Now, the cost– The cost for prosthetics is outrageous. The newer ones, I don’t even want to say the price of that. I was able to make this whole physical arm that has the same functionality as a human arm, the same degrees of freedom, and almost the same strength, which is extreme, and I was able to make this whole physical model with this whole neural control system for right about 400 dollars. A lot of — Thank you. And I could guess that a lot of the phones in your pockets right now will cost more than that. I was able to make this so cheap and affordable because of 3D printing. Actually, I have two 3D printers in my room where I’m able to make each individual part, each individual fingertip, and that’s what really sets this apart from anybody else, is that I can make custom gearboxes.
I can really increase the functionality within a few days of just prototyping, and finding new ways, and new technologies to incorporate this. Now, with prosthetics, there’s an appearance issue. Some of you might want this really cool-looking, futuristic robotic arm as a limb, and others want something that looks, and feels, and looks just like a human arm skin-wise and everything. And that’s what 3D printing has allowed me to do, create really organic-looking objects, and fingers, and the whole shape, the whole basic shape of it all. So that makes it easy to put silicone skin around it, and that also decreases cost, because it requires less silicone, and also makes it look more human-like.

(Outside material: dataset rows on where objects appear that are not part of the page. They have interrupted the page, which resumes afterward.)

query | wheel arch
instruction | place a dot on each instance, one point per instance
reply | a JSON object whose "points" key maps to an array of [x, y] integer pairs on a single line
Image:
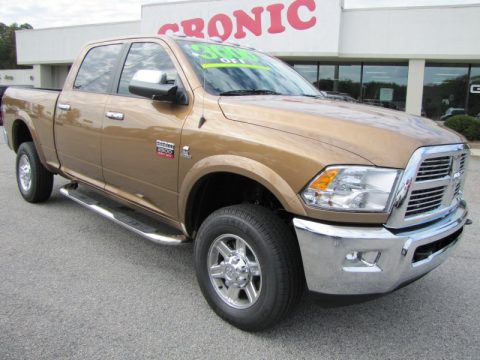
{"points": [[238, 168], [22, 130]]}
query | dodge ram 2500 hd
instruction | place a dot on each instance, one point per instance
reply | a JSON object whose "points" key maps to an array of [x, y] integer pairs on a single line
{"points": [[188, 140]]}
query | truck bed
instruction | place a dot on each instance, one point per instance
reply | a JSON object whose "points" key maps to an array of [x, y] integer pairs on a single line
{"points": [[36, 107]]}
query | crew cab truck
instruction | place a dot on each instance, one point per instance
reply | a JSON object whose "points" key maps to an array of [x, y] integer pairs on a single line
{"points": [[188, 140]]}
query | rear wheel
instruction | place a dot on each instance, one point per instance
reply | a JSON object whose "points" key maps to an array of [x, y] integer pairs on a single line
{"points": [[248, 266], [34, 181]]}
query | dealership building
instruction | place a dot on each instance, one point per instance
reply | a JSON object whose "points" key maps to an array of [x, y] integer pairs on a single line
{"points": [[421, 59]]}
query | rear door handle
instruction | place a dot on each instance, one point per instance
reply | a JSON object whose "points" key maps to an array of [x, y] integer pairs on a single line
{"points": [[114, 116], [64, 107]]}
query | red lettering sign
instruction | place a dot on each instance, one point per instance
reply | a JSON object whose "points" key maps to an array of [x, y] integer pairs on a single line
{"points": [[223, 25]]}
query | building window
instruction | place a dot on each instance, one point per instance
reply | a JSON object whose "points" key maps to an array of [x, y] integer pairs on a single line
{"points": [[445, 90], [474, 92], [342, 80], [385, 85]]}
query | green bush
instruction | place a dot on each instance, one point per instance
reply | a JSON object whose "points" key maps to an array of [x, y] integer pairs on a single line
{"points": [[466, 125]]}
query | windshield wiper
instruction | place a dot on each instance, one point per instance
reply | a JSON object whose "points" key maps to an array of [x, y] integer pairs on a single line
{"points": [[313, 96], [245, 92]]}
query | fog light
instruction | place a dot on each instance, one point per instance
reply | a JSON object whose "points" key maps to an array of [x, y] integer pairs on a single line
{"points": [[362, 261]]}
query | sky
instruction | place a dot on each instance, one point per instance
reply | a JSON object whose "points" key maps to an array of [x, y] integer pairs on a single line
{"points": [[55, 13]]}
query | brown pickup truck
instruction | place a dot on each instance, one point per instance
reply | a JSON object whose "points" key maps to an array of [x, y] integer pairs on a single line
{"points": [[185, 140]]}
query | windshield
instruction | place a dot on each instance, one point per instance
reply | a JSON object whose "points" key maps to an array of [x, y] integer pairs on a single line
{"points": [[234, 71]]}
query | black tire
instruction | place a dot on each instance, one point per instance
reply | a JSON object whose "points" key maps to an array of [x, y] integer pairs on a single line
{"points": [[275, 247], [41, 180]]}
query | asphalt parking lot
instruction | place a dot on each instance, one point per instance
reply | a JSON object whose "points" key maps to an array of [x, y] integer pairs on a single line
{"points": [[76, 286]]}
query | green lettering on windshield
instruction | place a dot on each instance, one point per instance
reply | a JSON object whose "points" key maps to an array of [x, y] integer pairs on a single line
{"points": [[217, 52], [243, 66]]}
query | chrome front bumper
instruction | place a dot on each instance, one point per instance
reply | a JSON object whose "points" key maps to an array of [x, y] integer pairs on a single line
{"points": [[347, 260], [5, 136]]}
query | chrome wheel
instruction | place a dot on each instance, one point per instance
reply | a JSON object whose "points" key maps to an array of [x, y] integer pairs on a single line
{"points": [[234, 271], [25, 173]]}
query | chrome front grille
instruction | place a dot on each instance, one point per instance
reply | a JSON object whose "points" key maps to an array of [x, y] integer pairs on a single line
{"points": [[435, 168], [422, 201], [431, 186]]}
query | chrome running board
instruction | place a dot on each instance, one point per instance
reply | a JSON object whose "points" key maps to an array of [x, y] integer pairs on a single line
{"points": [[128, 218]]}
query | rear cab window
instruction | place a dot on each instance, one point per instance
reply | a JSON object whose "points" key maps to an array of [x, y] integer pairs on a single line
{"points": [[97, 69]]}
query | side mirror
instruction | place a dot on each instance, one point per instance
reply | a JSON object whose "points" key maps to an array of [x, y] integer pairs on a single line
{"points": [[152, 84]]}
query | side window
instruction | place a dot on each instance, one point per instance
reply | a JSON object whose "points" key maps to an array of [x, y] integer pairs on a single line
{"points": [[145, 56], [97, 69]]}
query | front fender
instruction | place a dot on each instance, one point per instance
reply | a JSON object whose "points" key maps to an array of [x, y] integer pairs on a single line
{"points": [[248, 168]]}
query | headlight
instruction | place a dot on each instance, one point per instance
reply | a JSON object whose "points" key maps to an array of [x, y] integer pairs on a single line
{"points": [[352, 188]]}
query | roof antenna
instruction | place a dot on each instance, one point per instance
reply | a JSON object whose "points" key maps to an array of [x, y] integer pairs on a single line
{"points": [[203, 120]]}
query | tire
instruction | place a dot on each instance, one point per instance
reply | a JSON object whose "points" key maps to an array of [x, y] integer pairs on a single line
{"points": [[34, 181], [248, 266]]}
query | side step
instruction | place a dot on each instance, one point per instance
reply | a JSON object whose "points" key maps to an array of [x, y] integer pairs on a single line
{"points": [[124, 216]]}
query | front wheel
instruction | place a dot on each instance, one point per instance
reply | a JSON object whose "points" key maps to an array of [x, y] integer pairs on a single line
{"points": [[248, 266], [35, 182]]}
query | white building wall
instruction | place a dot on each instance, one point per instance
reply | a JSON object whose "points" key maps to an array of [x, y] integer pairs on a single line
{"points": [[62, 45], [17, 77], [443, 33]]}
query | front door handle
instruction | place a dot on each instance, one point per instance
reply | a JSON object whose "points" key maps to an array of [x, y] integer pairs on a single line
{"points": [[114, 116], [64, 107]]}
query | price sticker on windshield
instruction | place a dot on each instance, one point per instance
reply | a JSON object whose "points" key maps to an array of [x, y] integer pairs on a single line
{"points": [[219, 56]]}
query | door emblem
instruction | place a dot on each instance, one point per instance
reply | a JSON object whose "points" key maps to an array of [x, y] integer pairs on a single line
{"points": [[165, 149], [186, 152]]}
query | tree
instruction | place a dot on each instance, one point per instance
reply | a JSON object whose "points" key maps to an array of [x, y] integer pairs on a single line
{"points": [[8, 49]]}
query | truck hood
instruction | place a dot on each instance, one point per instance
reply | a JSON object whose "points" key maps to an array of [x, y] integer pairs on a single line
{"points": [[383, 137]]}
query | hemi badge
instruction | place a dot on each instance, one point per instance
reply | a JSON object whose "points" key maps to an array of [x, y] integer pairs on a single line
{"points": [[165, 149]]}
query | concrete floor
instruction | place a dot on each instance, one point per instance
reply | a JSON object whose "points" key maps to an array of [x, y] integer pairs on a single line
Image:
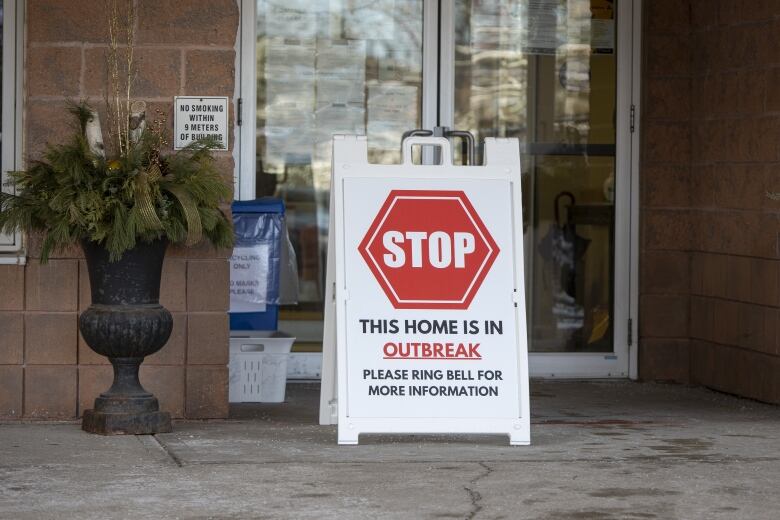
{"points": [[600, 450]]}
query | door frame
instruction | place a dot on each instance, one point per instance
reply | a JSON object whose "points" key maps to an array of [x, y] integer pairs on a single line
{"points": [[622, 362], [437, 110]]}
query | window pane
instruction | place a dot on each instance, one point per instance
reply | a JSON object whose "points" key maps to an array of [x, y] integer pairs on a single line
{"points": [[329, 67]]}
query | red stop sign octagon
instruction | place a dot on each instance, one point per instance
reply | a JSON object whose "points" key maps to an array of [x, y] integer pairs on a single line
{"points": [[428, 249]]}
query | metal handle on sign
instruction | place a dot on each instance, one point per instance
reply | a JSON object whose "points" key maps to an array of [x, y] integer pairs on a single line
{"points": [[443, 143], [471, 156], [416, 131]]}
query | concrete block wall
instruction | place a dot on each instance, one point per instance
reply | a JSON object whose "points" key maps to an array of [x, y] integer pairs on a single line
{"points": [[46, 369], [710, 300]]}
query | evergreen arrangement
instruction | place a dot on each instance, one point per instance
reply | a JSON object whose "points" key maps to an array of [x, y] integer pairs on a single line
{"points": [[74, 193], [129, 190]]}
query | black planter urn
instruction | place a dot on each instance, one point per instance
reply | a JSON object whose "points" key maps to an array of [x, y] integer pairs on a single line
{"points": [[126, 323]]}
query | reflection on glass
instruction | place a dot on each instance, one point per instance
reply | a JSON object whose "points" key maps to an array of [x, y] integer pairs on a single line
{"points": [[329, 67], [544, 71]]}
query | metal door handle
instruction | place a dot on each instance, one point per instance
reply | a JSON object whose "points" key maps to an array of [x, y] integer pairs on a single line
{"points": [[468, 137]]}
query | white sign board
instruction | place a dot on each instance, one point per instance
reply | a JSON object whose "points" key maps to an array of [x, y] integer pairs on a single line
{"points": [[429, 294], [198, 118]]}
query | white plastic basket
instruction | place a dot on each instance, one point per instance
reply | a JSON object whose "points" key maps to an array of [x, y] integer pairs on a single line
{"points": [[258, 366]]}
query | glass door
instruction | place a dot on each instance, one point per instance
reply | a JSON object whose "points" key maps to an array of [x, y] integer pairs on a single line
{"points": [[546, 72], [553, 73], [325, 67]]}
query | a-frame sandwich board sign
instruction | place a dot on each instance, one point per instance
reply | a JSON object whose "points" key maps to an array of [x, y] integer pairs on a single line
{"points": [[425, 323]]}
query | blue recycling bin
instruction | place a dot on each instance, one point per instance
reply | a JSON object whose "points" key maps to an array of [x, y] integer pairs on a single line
{"points": [[259, 226]]}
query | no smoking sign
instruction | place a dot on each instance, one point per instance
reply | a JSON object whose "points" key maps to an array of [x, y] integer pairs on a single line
{"points": [[428, 249]]}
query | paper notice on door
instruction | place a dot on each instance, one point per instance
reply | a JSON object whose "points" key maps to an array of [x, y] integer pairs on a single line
{"points": [[392, 110], [602, 36], [289, 102], [498, 25], [543, 28], [291, 18], [341, 73], [249, 278], [338, 119], [367, 19]]}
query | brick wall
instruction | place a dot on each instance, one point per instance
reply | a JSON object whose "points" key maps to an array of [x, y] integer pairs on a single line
{"points": [[46, 370], [710, 236]]}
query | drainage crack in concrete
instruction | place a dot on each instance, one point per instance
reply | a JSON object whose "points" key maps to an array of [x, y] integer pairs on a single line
{"points": [[474, 495], [168, 452]]}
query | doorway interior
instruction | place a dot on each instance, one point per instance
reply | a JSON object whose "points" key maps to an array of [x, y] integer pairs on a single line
{"points": [[559, 75]]}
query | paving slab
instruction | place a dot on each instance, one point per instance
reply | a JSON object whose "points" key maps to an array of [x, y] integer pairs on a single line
{"points": [[600, 450]]}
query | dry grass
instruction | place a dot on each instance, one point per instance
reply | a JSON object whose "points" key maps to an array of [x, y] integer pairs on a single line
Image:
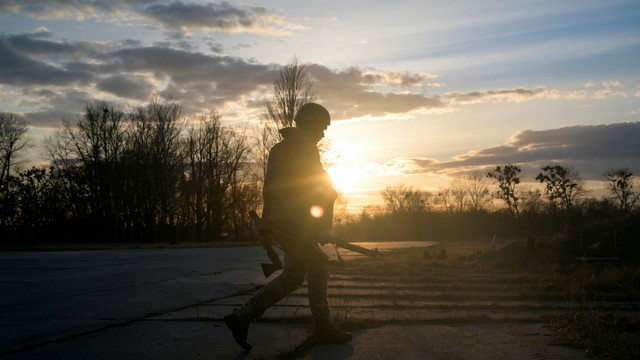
{"points": [[591, 318]]}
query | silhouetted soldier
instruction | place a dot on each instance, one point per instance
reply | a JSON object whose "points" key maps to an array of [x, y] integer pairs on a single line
{"points": [[298, 203]]}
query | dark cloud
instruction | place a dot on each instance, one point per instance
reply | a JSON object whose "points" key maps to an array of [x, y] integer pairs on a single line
{"points": [[132, 87], [17, 68], [354, 92], [591, 150], [219, 16], [507, 95], [176, 15]]}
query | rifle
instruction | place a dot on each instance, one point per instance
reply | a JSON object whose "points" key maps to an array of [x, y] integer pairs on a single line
{"points": [[270, 237]]}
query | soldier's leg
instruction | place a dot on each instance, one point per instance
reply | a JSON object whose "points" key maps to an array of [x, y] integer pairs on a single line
{"points": [[290, 279], [317, 278], [325, 331]]}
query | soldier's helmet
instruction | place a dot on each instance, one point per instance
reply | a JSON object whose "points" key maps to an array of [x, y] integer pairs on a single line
{"points": [[312, 116]]}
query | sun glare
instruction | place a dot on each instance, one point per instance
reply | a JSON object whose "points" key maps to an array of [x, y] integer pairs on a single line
{"points": [[348, 169]]}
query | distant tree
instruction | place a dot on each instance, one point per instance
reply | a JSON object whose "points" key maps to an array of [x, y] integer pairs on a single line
{"points": [[454, 198], [562, 184], [401, 199], [12, 141], [215, 157], [620, 183], [94, 142], [477, 191], [507, 177], [292, 88]]}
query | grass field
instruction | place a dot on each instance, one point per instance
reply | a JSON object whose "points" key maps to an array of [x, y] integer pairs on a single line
{"points": [[593, 306]]}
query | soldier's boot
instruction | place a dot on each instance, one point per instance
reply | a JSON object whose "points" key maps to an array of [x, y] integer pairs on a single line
{"points": [[239, 329], [331, 335]]}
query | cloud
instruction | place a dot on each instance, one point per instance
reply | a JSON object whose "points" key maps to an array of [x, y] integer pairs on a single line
{"points": [[221, 16], [18, 68], [591, 150], [353, 92], [609, 89], [132, 86], [183, 16], [513, 95]]}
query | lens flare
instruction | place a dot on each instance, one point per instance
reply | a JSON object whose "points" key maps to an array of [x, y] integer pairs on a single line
{"points": [[316, 211]]}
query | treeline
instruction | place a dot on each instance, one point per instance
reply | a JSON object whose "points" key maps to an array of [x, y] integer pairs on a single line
{"points": [[137, 175], [496, 205], [146, 174]]}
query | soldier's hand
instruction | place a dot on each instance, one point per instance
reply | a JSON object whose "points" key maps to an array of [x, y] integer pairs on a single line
{"points": [[324, 236]]}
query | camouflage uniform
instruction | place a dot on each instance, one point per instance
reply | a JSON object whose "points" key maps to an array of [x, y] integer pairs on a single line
{"points": [[294, 183]]}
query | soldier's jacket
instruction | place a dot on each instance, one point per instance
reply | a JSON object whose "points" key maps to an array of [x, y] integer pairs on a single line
{"points": [[295, 182]]}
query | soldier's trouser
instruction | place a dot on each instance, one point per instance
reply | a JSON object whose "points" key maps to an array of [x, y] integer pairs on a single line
{"points": [[296, 267]]}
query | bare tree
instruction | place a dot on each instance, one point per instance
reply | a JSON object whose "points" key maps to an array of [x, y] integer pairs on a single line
{"points": [[454, 198], [507, 177], [620, 183], [562, 184], [401, 199], [291, 89], [12, 141], [215, 157], [477, 191]]}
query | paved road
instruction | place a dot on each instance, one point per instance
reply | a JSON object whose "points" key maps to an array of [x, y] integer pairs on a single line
{"points": [[168, 303], [48, 296]]}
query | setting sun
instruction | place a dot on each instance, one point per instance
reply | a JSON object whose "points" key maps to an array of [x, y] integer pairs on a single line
{"points": [[346, 178]]}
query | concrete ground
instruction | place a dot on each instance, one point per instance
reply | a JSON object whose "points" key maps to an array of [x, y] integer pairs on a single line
{"points": [[169, 303]]}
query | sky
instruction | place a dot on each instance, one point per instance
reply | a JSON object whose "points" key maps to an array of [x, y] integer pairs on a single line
{"points": [[420, 92]]}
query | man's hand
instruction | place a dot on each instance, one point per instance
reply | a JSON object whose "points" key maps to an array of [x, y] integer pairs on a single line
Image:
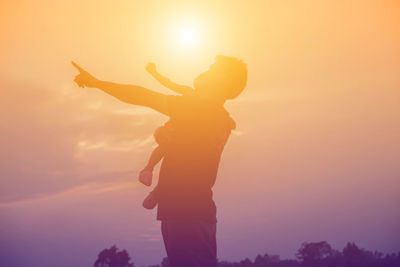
{"points": [[84, 78], [151, 68]]}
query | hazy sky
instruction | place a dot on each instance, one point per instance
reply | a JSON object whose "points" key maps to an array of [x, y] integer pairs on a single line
{"points": [[316, 155]]}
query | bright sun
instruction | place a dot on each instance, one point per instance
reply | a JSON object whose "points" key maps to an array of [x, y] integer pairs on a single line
{"points": [[187, 36]]}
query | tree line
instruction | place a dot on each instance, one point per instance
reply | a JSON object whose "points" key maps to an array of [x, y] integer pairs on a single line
{"points": [[310, 254]]}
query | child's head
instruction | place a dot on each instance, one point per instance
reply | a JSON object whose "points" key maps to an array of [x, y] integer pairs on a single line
{"points": [[225, 79]]}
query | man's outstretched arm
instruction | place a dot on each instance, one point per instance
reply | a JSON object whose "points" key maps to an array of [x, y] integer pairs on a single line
{"points": [[130, 94], [177, 88]]}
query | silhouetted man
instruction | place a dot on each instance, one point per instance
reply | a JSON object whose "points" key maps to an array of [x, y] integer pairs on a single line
{"points": [[190, 164]]}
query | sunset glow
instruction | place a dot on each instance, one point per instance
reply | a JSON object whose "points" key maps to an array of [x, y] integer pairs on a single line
{"points": [[187, 36], [315, 155]]}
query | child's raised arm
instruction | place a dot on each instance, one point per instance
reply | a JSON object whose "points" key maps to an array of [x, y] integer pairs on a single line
{"points": [[177, 88]]}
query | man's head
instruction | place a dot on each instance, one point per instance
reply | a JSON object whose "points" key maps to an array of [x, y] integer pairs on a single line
{"points": [[225, 79]]}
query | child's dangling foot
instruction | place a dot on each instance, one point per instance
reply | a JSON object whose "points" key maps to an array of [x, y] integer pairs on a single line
{"points": [[150, 202], [146, 176]]}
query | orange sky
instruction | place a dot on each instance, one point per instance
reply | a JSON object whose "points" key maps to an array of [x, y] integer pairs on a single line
{"points": [[315, 155]]}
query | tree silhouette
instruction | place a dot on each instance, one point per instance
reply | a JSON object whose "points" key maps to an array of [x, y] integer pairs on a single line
{"points": [[113, 258]]}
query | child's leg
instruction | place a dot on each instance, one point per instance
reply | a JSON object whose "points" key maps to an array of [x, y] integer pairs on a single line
{"points": [[146, 174], [156, 156], [151, 201]]}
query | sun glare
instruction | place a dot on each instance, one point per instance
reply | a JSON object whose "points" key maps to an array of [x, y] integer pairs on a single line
{"points": [[187, 36]]}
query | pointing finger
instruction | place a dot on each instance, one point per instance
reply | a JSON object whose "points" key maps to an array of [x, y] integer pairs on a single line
{"points": [[77, 67]]}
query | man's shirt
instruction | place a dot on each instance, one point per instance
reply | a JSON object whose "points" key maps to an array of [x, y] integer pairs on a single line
{"points": [[191, 160]]}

There were some innovations that I used within this 3D printing usually comes out within layers, it looks kind of choppy, and what I actually did was I heated acetone up to 110º C where it starts to vaporize. I collected that vapor, and I had it condense onto the 3D printed objects. That gives it a really clean, glossy finish. And it sounds very dangerous.
I actually did this in my bedroom with mason jars. Something about my bedroom– It’s already starting to change people’s lives. This is really becoming practical in the real world applications. Prosthetics is the main application for this, and there’s a lot that this can change. I’m already working on newer hands, which currently I have all the motors within a forearm.
I have a new design where all the motors were concealed within the palm of the hand, still the same size, and I get over twice the strength of what I have now, already that I can almost surpass human strength. Already I’m looking at over 50 pounds of torque per finger, which is extreme. Well, almost dangerous extreme. Actually, currently, I’m living in Houston working at NASA, I’m part of the Robonaut project. Transferring a lot of this technology to what they’re doing, and I’m not stopping there, I want to help people.
This has turned into something that started from boredom into something that could change people’s lives. Already I have plans to help the deaf hear, and I have a little side project, there’s this boy at my school that was in an accident, and he was paralyzed from the waist down, and there’s a 2% chance that he’ll walk again. My goal is to create an exoskeleton pair of legs for him so he can actually walk for graduation. My goal is to help people. Yes, it’s really turning into something that I never expected. I believe this is the future, and this is just the start of it, and what’s got me here is curiosity.
Curiosity is in every part of us, and it’s what makes the world go round, and that’s why we’re here today. So I challenge you to challenge the system, to look beyond all the boundaries, and to be curious. Thank you.